[School-of-data] 'Tabula helps you liberate data tables trapped inside evil PDFs'

Tom Morris tfmorris at gmail.com
Sat Apr 6 21:01:38 UTC 2013


Tabula's principal contribution seems to be the web uploading
interface and queuing mechanism.  It doesn't do page segmentation or
table identification and it's table processing seems somewhat
rudimentary.

People who are interested in this will likely be interested in the
ICDAR 2013 Table competition which is underway now and its associated
corpus.
http://www.tamirhassan.com/competition.html


On Sat, Apr 6, 2013 at 1:02 AM, Eldan Goldenberg <eldang at gmail.com> wrote:

> I haven't tried it yet, but it doesn't look like the process for self-hosting on a local OSX or Linux box is too onerous:
> https://github.com/jazzido/tabula/blob/master/README.md#manual-installation-os-x-or-linux

The directions are really only for OS X, not Linux.  I just did an
Ubuntu installation and it requires building the latest OpenCV & MuPDF
from source, so it's not as simple as using a package manager, but
it's doable given 750 MB of free disk space and a free hour of time.
I'll contribute the Ubuntu directions back in a pull request to make
it easier for the next person, but they could simplify matters greatly
with a little attention to the dependencies.

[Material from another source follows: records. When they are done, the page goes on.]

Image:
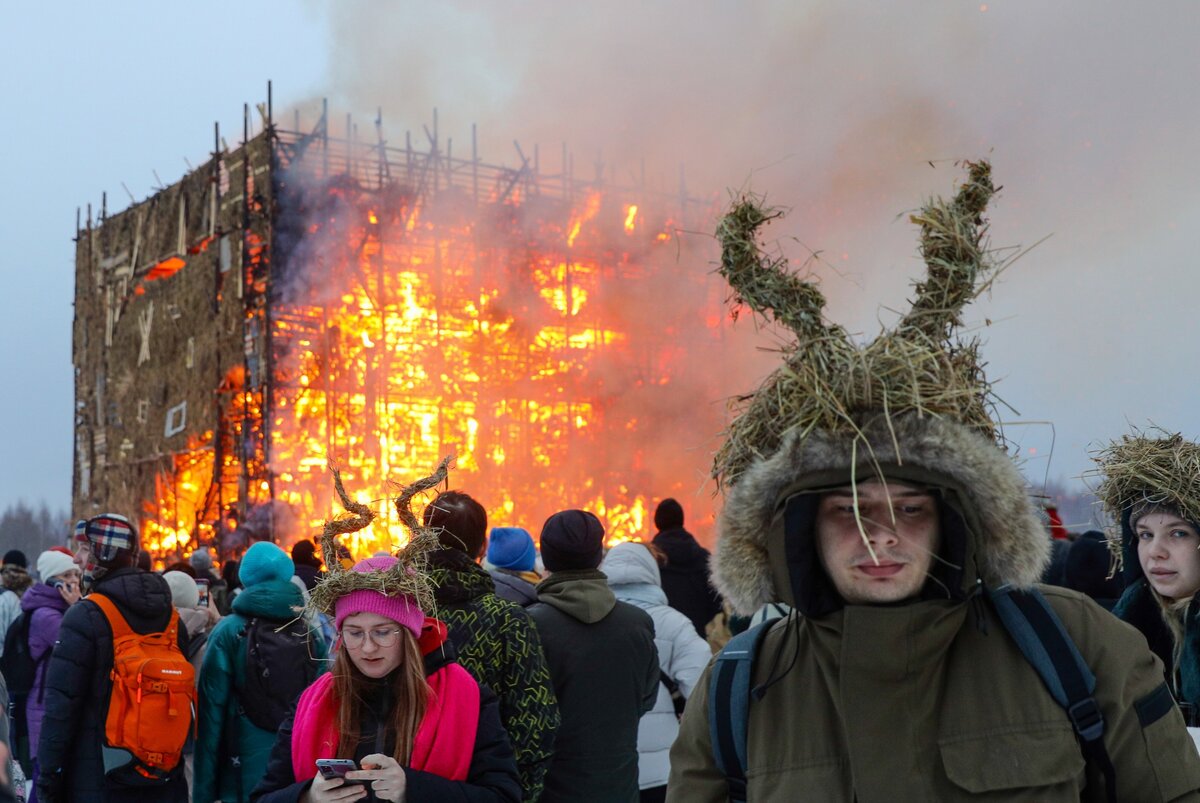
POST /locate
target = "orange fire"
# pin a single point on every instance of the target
(407, 327)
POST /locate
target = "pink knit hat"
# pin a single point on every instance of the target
(402, 610)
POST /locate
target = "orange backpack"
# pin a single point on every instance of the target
(151, 708)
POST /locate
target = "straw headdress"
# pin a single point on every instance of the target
(1147, 468)
(912, 405)
(827, 378)
(408, 576)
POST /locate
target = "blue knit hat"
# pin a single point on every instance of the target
(511, 547)
(264, 561)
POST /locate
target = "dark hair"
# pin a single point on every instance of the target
(461, 520)
(669, 515)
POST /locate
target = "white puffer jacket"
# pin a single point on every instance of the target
(634, 577)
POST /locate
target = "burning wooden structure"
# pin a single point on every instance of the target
(309, 298)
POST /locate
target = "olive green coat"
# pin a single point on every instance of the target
(919, 703)
(928, 699)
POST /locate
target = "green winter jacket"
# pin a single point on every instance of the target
(225, 664)
(927, 699)
(499, 646)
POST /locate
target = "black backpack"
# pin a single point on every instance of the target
(1026, 616)
(17, 664)
(280, 664)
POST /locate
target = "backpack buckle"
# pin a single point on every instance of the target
(1086, 718)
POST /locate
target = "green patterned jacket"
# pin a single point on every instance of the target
(498, 645)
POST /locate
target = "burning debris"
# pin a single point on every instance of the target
(306, 299)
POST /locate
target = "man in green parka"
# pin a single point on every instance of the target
(874, 499)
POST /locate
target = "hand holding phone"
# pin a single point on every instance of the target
(67, 588)
(330, 784)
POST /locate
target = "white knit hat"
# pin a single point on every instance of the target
(52, 563)
(184, 592)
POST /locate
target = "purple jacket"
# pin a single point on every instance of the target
(47, 606)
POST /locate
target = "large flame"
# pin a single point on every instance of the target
(406, 324)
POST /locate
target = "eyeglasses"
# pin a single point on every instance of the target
(381, 636)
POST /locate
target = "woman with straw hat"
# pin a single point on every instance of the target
(1151, 487)
(415, 724)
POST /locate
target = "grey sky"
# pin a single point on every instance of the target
(1089, 111)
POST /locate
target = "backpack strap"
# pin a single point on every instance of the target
(1045, 643)
(729, 706)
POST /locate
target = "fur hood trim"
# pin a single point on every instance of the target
(1009, 543)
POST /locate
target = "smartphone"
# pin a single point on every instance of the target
(331, 768)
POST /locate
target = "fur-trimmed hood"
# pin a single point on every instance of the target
(981, 486)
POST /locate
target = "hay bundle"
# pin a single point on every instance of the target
(826, 378)
(408, 576)
(1146, 469)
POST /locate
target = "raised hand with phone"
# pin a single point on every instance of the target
(407, 721)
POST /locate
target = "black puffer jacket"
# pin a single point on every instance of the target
(605, 669)
(685, 577)
(491, 778)
(78, 688)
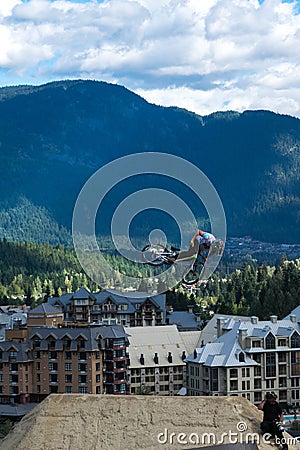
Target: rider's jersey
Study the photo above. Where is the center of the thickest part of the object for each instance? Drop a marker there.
(206, 238)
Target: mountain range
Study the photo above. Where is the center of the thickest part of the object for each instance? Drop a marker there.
(53, 137)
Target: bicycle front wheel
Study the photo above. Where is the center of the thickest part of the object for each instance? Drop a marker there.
(153, 254)
(192, 275)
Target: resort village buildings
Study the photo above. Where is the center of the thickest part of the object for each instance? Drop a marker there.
(111, 343)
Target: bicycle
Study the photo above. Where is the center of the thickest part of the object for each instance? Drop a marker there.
(157, 255)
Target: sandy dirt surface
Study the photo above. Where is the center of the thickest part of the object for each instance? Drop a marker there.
(95, 422)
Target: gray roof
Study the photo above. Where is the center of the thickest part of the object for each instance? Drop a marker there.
(45, 308)
(117, 297)
(20, 348)
(184, 320)
(224, 351)
(209, 332)
(90, 334)
(151, 340)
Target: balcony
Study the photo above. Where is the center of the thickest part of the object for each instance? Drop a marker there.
(120, 369)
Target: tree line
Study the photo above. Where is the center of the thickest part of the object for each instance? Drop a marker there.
(31, 273)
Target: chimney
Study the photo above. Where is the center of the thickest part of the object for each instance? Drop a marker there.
(242, 337)
(220, 323)
(198, 317)
(190, 309)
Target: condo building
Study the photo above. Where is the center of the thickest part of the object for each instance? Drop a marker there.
(90, 360)
(157, 359)
(111, 308)
(249, 358)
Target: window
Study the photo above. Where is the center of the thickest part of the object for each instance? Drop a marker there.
(13, 355)
(295, 340)
(233, 373)
(257, 371)
(270, 341)
(295, 382)
(82, 379)
(241, 357)
(282, 370)
(13, 378)
(257, 383)
(295, 363)
(68, 378)
(257, 397)
(282, 357)
(52, 367)
(246, 385)
(233, 385)
(13, 390)
(282, 382)
(270, 365)
(257, 357)
(214, 380)
(53, 378)
(81, 343)
(83, 390)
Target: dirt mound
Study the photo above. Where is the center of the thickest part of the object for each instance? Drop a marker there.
(94, 422)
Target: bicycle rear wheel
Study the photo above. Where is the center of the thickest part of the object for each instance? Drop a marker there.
(152, 254)
(192, 275)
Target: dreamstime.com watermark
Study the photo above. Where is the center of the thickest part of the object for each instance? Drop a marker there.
(240, 435)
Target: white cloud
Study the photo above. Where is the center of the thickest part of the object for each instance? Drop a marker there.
(202, 55)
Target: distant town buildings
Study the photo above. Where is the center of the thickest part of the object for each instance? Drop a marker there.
(112, 308)
(89, 360)
(157, 359)
(249, 358)
(82, 343)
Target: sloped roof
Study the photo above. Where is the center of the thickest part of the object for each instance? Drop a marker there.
(44, 308)
(83, 293)
(151, 340)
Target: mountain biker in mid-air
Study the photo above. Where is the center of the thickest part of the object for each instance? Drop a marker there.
(200, 243)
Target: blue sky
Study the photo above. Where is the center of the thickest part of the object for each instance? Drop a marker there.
(203, 55)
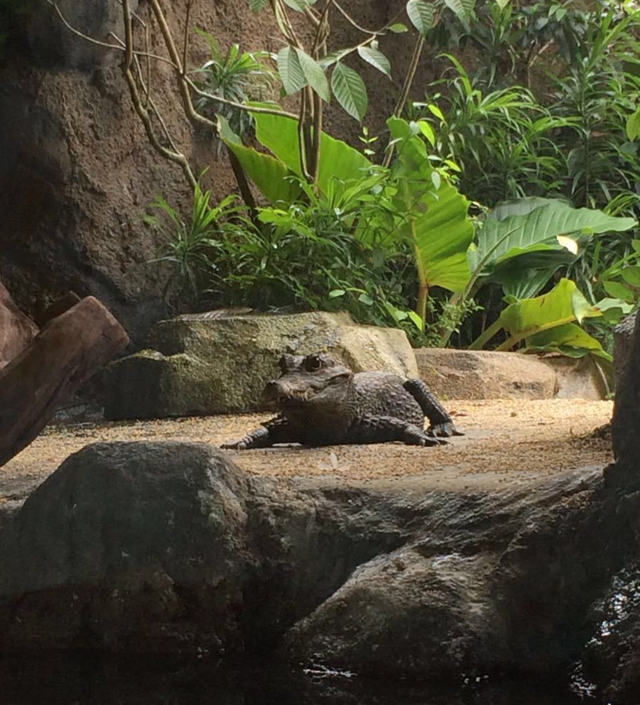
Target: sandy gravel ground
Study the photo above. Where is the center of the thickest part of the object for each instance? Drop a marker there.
(505, 442)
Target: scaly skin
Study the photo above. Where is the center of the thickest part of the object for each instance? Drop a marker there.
(322, 402)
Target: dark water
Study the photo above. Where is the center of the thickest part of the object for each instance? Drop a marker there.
(98, 681)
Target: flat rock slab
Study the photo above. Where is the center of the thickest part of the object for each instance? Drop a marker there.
(201, 365)
(467, 374)
(507, 443)
(171, 548)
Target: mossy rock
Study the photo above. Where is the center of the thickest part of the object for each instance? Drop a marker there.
(198, 366)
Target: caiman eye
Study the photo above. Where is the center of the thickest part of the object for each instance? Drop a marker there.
(312, 363)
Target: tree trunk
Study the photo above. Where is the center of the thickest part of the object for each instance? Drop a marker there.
(16, 329)
(47, 372)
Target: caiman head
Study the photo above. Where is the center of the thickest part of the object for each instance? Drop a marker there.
(313, 382)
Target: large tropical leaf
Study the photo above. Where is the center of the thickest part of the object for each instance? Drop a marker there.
(421, 15)
(435, 219)
(562, 305)
(338, 160)
(290, 70)
(372, 55)
(269, 174)
(569, 339)
(537, 226)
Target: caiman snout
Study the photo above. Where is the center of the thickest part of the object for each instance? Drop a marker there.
(279, 392)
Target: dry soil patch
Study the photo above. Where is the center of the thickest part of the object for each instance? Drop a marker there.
(508, 442)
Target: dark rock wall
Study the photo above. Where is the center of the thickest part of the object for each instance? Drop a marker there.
(76, 170)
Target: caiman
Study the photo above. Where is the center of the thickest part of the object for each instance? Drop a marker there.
(321, 401)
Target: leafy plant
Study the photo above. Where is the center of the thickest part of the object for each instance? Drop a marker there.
(598, 94)
(235, 76)
(548, 322)
(189, 243)
(501, 141)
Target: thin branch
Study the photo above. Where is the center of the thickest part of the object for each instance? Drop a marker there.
(194, 117)
(173, 156)
(411, 73)
(185, 47)
(238, 106)
(97, 42)
(362, 29)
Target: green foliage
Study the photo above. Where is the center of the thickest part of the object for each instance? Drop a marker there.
(302, 255)
(280, 135)
(432, 214)
(537, 226)
(189, 243)
(548, 321)
(502, 140)
(236, 76)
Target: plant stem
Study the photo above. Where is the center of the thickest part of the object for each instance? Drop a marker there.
(483, 339)
(408, 81)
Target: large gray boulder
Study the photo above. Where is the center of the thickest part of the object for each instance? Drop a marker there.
(171, 548)
(128, 548)
(197, 365)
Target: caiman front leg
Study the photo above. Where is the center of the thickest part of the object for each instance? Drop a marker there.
(382, 429)
(440, 421)
(277, 430)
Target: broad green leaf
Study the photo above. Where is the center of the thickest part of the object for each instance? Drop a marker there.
(539, 229)
(631, 275)
(435, 110)
(563, 304)
(462, 8)
(427, 131)
(267, 173)
(614, 309)
(332, 58)
(338, 160)
(376, 58)
(633, 125)
(350, 90)
(569, 339)
(299, 5)
(421, 15)
(436, 224)
(522, 280)
(314, 75)
(619, 291)
(290, 70)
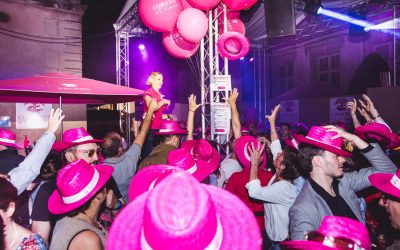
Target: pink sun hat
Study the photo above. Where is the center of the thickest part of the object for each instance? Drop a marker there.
(379, 132)
(205, 155)
(335, 232)
(76, 183)
(181, 213)
(169, 127)
(243, 145)
(319, 137)
(73, 137)
(7, 138)
(147, 178)
(387, 183)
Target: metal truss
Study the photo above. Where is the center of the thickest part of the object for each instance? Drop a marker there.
(211, 64)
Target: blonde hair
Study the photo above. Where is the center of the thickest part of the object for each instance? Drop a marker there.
(151, 78)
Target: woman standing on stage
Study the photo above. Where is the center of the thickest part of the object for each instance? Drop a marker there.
(155, 81)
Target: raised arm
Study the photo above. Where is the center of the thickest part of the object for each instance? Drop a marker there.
(29, 169)
(236, 127)
(193, 106)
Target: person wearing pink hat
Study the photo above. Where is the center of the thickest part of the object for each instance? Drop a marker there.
(389, 185)
(335, 232)
(181, 213)
(81, 191)
(321, 158)
(9, 157)
(170, 134)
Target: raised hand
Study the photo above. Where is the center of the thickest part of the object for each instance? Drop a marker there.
(55, 120)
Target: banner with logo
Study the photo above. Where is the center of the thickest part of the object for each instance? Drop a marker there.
(338, 110)
(289, 111)
(32, 115)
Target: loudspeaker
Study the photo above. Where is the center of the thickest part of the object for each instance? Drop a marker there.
(280, 18)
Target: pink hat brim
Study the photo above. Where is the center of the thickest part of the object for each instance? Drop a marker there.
(56, 204)
(59, 146)
(382, 182)
(244, 233)
(323, 146)
(304, 245)
(379, 130)
(141, 182)
(240, 154)
(14, 145)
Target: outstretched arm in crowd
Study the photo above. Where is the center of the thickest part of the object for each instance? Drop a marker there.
(352, 105)
(29, 169)
(236, 127)
(193, 106)
(276, 147)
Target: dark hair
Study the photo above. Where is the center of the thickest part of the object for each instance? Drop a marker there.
(111, 145)
(50, 166)
(86, 205)
(305, 156)
(291, 162)
(8, 194)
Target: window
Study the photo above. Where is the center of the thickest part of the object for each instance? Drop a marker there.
(329, 70)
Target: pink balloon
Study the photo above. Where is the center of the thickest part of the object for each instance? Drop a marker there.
(204, 4)
(239, 4)
(177, 46)
(160, 15)
(192, 25)
(233, 25)
(185, 4)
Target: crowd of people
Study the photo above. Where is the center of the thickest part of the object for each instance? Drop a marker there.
(323, 187)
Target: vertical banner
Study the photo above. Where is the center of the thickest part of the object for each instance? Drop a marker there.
(338, 110)
(220, 118)
(32, 115)
(289, 111)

On Sat, Apr 6, 2013 at 3:16 AM, Peter Murray-Rust <pm286 at cam.ac.uk> wrote:

> [Tabula] still (I think) needs tables fed one at a time

Correct, they don't do any page segmentation or table identification.
The table boundaries need to be hand-drawn for each table and the
resulting CSV data copied individually.  It would be pretty tedious
for a paper with lots of tables.

It's got some other quirks (e.g. putting question marks in empty
cells) and limitations (e.g. word segmentation is dodgy).  It would be
interesting to see how its quality compares to PDF2Table or some of
the commercial alternatives (a good meta project).